Per WHO guidelines introduced in 2019, countries can use the BPaL regimen under operational research conditions, which require patients to be monitored and tracked carefully. According to TB Alliance, more than 28 countries have procured the regimen or will soon be providing it to patients under those guidelines.
“It’s gathering momentum pretty rapidly in many countries now,” Juneja said. “There are several countries that have already commenced putting patients on [BPaL] treatment under operational research conditions, and many others are gearing up to start that.”

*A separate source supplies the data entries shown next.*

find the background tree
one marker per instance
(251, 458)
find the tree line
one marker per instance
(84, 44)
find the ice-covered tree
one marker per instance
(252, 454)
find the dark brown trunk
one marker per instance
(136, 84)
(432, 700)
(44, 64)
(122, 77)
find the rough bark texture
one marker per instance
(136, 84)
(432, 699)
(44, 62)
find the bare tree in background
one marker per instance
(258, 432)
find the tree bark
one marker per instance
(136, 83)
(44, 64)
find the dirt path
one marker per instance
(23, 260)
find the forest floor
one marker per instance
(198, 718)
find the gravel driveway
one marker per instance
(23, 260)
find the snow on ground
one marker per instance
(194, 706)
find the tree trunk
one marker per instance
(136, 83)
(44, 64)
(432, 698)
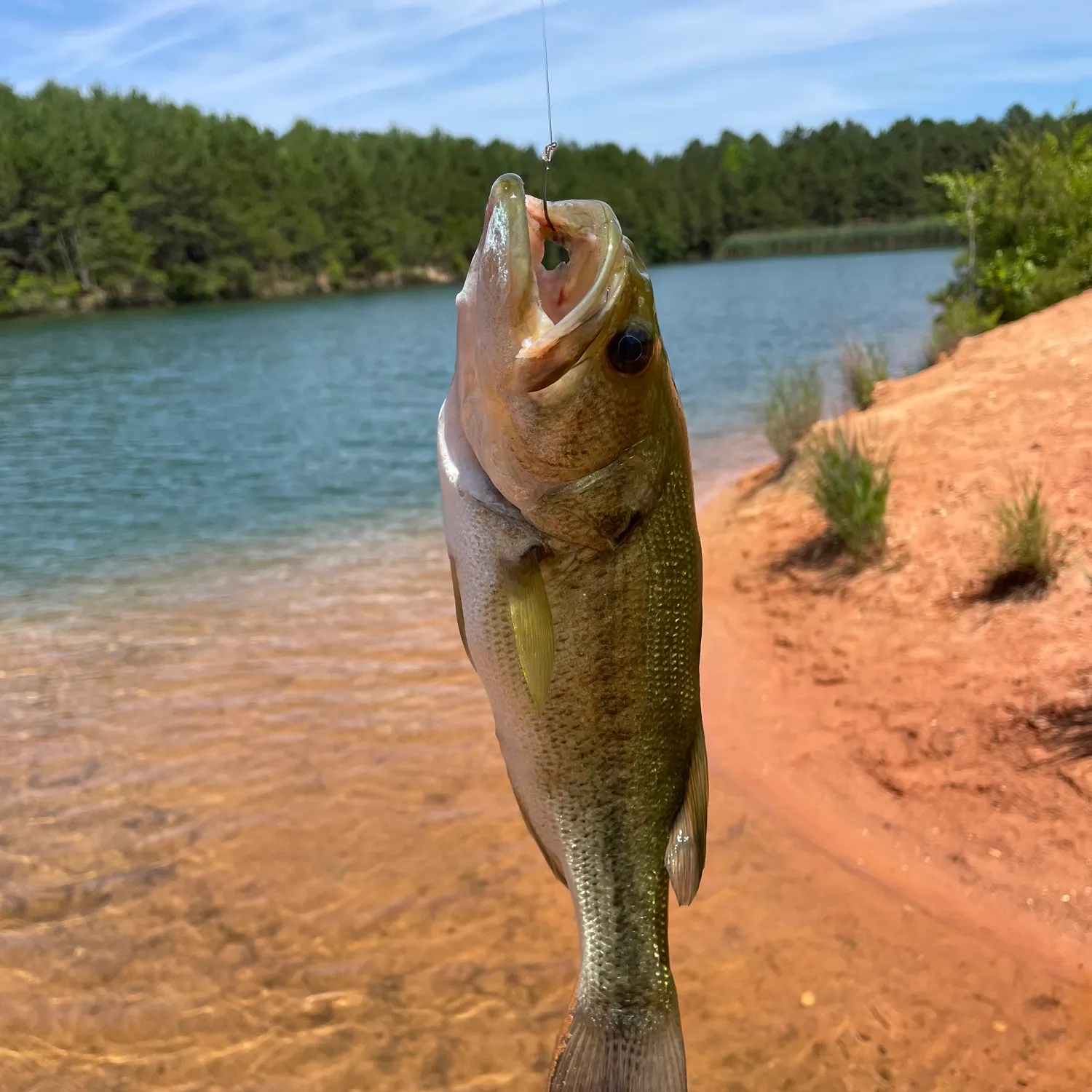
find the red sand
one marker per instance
(895, 712)
(266, 841)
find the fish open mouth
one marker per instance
(558, 312)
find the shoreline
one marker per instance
(839, 676)
(98, 303)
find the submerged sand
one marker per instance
(262, 839)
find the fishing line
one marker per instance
(552, 146)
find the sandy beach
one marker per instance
(262, 839)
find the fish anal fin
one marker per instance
(532, 626)
(459, 609)
(555, 865)
(620, 1052)
(686, 852)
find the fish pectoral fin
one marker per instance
(532, 626)
(686, 852)
(459, 609)
(555, 865)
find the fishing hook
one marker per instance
(552, 146)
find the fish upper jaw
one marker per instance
(545, 318)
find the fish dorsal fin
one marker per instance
(686, 852)
(532, 626)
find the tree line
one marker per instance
(117, 199)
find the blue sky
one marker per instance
(650, 74)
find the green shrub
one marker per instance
(793, 404)
(960, 318)
(863, 367)
(1030, 552)
(849, 480)
(234, 279)
(1028, 222)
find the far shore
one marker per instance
(68, 301)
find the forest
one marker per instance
(117, 200)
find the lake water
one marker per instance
(255, 829)
(135, 446)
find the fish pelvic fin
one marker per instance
(620, 1052)
(532, 626)
(686, 852)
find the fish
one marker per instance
(576, 565)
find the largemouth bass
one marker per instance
(568, 511)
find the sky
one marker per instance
(648, 74)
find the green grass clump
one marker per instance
(1030, 552)
(863, 367)
(850, 482)
(793, 404)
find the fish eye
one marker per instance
(630, 349)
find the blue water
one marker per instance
(138, 438)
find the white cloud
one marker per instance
(646, 72)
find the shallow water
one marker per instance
(255, 830)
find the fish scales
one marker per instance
(579, 598)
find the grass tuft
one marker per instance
(793, 404)
(850, 482)
(1030, 552)
(863, 367)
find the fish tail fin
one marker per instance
(620, 1052)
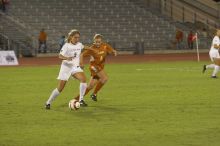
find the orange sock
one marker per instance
(87, 91)
(98, 87)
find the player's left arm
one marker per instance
(111, 50)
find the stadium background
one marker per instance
(133, 26)
(157, 99)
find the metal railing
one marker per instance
(184, 12)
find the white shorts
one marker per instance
(67, 70)
(213, 53)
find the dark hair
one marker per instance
(72, 33)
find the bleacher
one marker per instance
(122, 22)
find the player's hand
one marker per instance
(81, 66)
(115, 53)
(69, 58)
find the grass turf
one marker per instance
(151, 104)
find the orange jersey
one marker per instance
(98, 55)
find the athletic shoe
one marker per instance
(94, 97)
(82, 103)
(204, 69)
(214, 77)
(47, 106)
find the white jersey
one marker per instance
(72, 50)
(69, 68)
(215, 41)
(213, 53)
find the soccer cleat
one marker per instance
(47, 106)
(204, 69)
(214, 77)
(94, 97)
(83, 104)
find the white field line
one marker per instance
(188, 69)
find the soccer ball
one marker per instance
(74, 104)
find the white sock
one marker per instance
(82, 90)
(215, 70)
(210, 66)
(53, 95)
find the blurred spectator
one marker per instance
(190, 40)
(61, 42)
(42, 41)
(3, 3)
(204, 32)
(179, 38)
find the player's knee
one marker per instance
(83, 80)
(104, 80)
(90, 87)
(60, 89)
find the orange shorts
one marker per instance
(94, 70)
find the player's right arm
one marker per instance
(215, 43)
(65, 58)
(63, 53)
(85, 53)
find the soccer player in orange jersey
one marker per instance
(98, 52)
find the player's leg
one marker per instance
(103, 78)
(55, 93)
(216, 68)
(93, 81)
(207, 67)
(82, 87)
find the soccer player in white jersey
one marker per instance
(70, 56)
(214, 55)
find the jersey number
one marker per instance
(75, 54)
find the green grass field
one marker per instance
(147, 104)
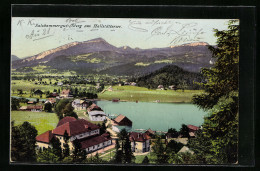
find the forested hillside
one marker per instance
(168, 76)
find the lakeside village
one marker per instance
(95, 139)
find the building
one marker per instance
(133, 84)
(79, 104)
(93, 106)
(51, 100)
(66, 94)
(150, 132)
(192, 130)
(38, 92)
(54, 94)
(32, 108)
(109, 88)
(121, 122)
(185, 149)
(172, 87)
(59, 83)
(160, 87)
(140, 142)
(96, 115)
(86, 133)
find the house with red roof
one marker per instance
(86, 133)
(66, 94)
(121, 122)
(192, 130)
(31, 108)
(140, 142)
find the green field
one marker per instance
(134, 93)
(80, 114)
(42, 121)
(139, 158)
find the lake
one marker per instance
(157, 116)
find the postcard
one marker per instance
(124, 91)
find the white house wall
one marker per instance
(84, 135)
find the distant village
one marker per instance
(89, 134)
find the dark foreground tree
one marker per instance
(145, 160)
(23, 142)
(56, 147)
(184, 131)
(159, 150)
(79, 155)
(47, 156)
(48, 107)
(124, 152)
(15, 104)
(220, 128)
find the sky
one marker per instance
(31, 36)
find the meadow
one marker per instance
(42, 121)
(134, 93)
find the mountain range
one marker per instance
(99, 56)
(14, 58)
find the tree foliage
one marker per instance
(159, 150)
(15, 105)
(64, 108)
(79, 155)
(218, 141)
(124, 152)
(48, 107)
(23, 142)
(47, 156)
(170, 75)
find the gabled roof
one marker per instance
(139, 137)
(120, 118)
(75, 127)
(150, 131)
(45, 137)
(66, 119)
(31, 107)
(77, 101)
(192, 127)
(88, 142)
(65, 91)
(94, 107)
(96, 112)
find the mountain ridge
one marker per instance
(97, 55)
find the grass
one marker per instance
(139, 158)
(134, 93)
(42, 121)
(107, 156)
(80, 114)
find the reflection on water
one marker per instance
(157, 116)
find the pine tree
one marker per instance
(145, 160)
(66, 150)
(159, 150)
(23, 140)
(56, 146)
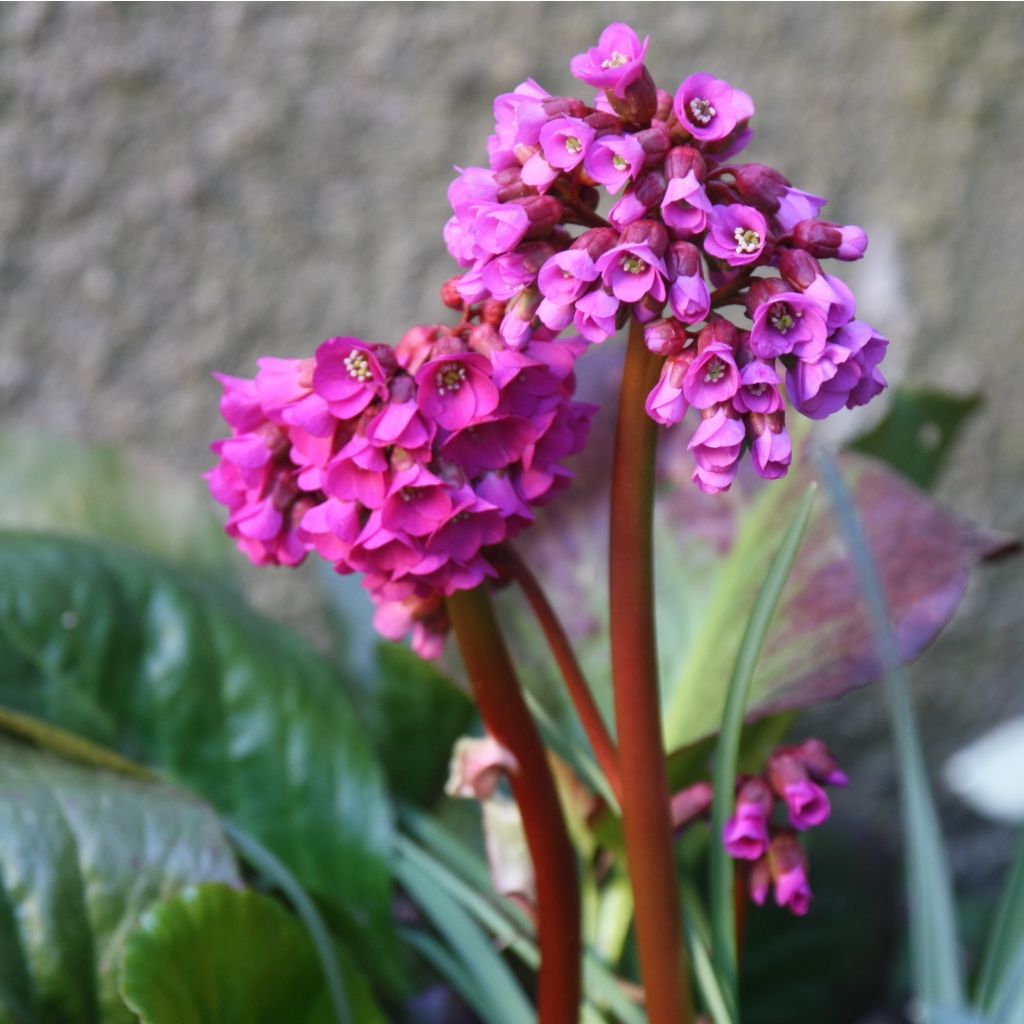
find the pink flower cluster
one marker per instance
(794, 777)
(403, 464)
(690, 233)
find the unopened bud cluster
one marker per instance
(403, 464)
(689, 233)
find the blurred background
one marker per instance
(183, 188)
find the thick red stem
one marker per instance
(634, 666)
(580, 693)
(508, 720)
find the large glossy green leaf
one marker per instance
(213, 955)
(59, 484)
(179, 674)
(918, 432)
(83, 853)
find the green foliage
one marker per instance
(179, 674)
(214, 955)
(84, 852)
(919, 431)
(64, 486)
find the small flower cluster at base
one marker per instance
(685, 218)
(793, 777)
(403, 464)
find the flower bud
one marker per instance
(451, 296)
(597, 242)
(564, 107)
(800, 269)
(639, 101)
(719, 330)
(655, 142)
(682, 260)
(683, 159)
(827, 241)
(763, 186)
(544, 212)
(649, 232)
(763, 290)
(665, 337)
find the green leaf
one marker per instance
(415, 715)
(213, 955)
(918, 432)
(61, 485)
(1006, 936)
(83, 853)
(724, 777)
(934, 944)
(180, 675)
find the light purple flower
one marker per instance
(595, 314)
(631, 271)
(737, 235)
(685, 206)
(348, 376)
(566, 275)
(788, 322)
(613, 160)
(615, 62)
(713, 377)
(710, 108)
(456, 389)
(758, 390)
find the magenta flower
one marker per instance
(613, 160)
(632, 271)
(457, 389)
(758, 390)
(667, 403)
(710, 109)
(788, 323)
(788, 872)
(713, 377)
(348, 376)
(595, 315)
(566, 275)
(738, 235)
(615, 62)
(685, 207)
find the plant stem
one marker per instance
(634, 667)
(508, 720)
(579, 691)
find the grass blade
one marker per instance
(724, 779)
(270, 867)
(1007, 935)
(935, 957)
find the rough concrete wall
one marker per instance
(185, 187)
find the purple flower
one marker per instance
(456, 389)
(710, 109)
(788, 322)
(713, 377)
(631, 271)
(845, 374)
(615, 62)
(348, 376)
(685, 207)
(667, 403)
(595, 315)
(788, 871)
(613, 160)
(566, 275)
(738, 235)
(758, 390)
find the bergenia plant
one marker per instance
(416, 464)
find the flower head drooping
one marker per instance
(742, 229)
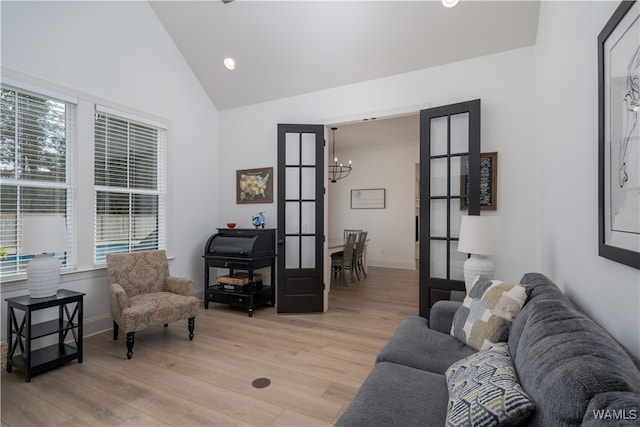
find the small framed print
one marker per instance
(369, 198)
(488, 182)
(254, 185)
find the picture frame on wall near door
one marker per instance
(619, 136)
(488, 182)
(254, 185)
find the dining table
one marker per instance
(337, 244)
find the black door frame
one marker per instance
(432, 289)
(301, 290)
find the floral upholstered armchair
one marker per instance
(143, 294)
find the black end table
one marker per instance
(21, 333)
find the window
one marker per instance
(129, 178)
(36, 140)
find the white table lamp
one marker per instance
(479, 236)
(42, 236)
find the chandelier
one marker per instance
(337, 171)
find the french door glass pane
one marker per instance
(308, 252)
(457, 260)
(308, 183)
(438, 218)
(309, 149)
(439, 178)
(292, 222)
(308, 217)
(292, 149)
(456, 214)
(460, 133)
(293, 183)
(455, 176)
(292, 250)
(438, 129)
(438, 258)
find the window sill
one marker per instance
(19, 282)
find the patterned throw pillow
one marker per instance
(487, 312)
(484, 390)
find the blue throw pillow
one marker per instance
(484, 390)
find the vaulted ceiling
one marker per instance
(286, 48)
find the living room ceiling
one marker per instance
(287, 48)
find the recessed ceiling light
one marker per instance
(230, 63)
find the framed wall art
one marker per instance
(368, 198)
(619, 136)
(254, 185)
(488, 182)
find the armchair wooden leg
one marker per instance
(130, 337)
(191, 326)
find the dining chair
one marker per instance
(358, 259)
(344, 260)
(348, 231)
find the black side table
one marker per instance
(20, 334)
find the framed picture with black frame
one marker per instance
(488, 182)
(254, 185)
(619, 136)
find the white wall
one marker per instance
(119, 51)
(392, 229)
(567, 168)
(505, 84)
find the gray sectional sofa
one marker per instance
(573, 370)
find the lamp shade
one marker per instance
(479, 235)
(43, 234)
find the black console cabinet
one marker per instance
(21, 333)
(241, 249)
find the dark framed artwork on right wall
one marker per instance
(619, 136)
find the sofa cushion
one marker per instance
(484, 390)
(397, 395)
(617, 407)
(540, 287)
(564, 359)
(487, 312)
(414, 344)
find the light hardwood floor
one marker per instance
(316, 363)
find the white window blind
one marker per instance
(129, 168)
(36, 140)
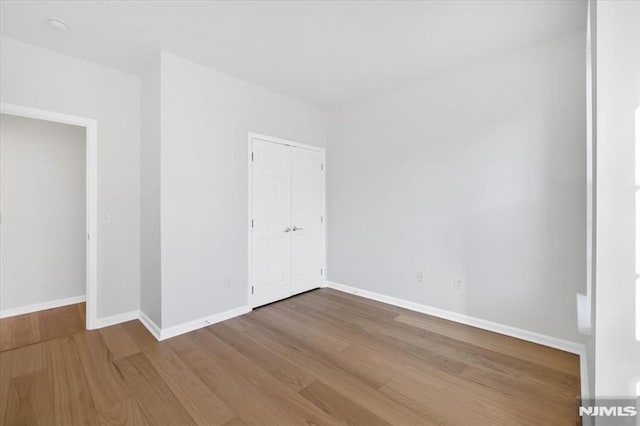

Among the early adopters of the BPaL regimen were countries with a high burden of XDR-TB, like Ukraine and South Africa. But Junejal said countries less affected by XDR-TB are also planning to use the regimen under operational research conditions.
More research on shorter treatments for MDR-TB
Improving treatment options for drug-resistant TB is one element of the WHO’s End TB strategy, which calls for an 80% reduction in overall TB incidence, and a 90% reduction in TB deaths, by 2030. According to the WHO’s latest global TB report, and estimated 465,000 people developed MDR-TB or rifampicin-resistant TB in 2019.
In addition to supporting the shorter BPaL regimen for XDR-TB patients, the WHO has since 2018 recommended shorter MDR-TB regimens that prioritize newer medications and oral drugs over older, injectable drugs.
“Treatment is from two to three times shorter if countries follow our latest recommendations…[and] can be provided at home or the community, without unnecessary visits to healthcare facilities,” Kasaeva said.
And research into shorter, simpler treatments for MDR-TB patients continues. Medecins Sans Frontieres (MSF) announced today that a phase 2/3 clinical trial testing a 6-month regimen of bedaquiline, pretomanid, linezolid, and moxifloxacin against standard MDR-TB treatments—which last 9 to 20 months—stopped enrolling patients last week after the independent data safety and monitoring board indicated the shorter regimen was better. The conclusion was based on an interim analysis of 242 patients at trial sites in Belarus, South Africa, and Uzbekistan.
MSF says it’s preparing a dataset to share with the WHO and will publish the results in a peer-reviewed journal in the coming months.
“The findings could transform the way we treat patients with drug-resistant forms of TB worldwide, who have been neglected for too long,” trial steering committee member David Moore, MD, of the London School of Hygiene and Tropical Medicine said in an MSF press release.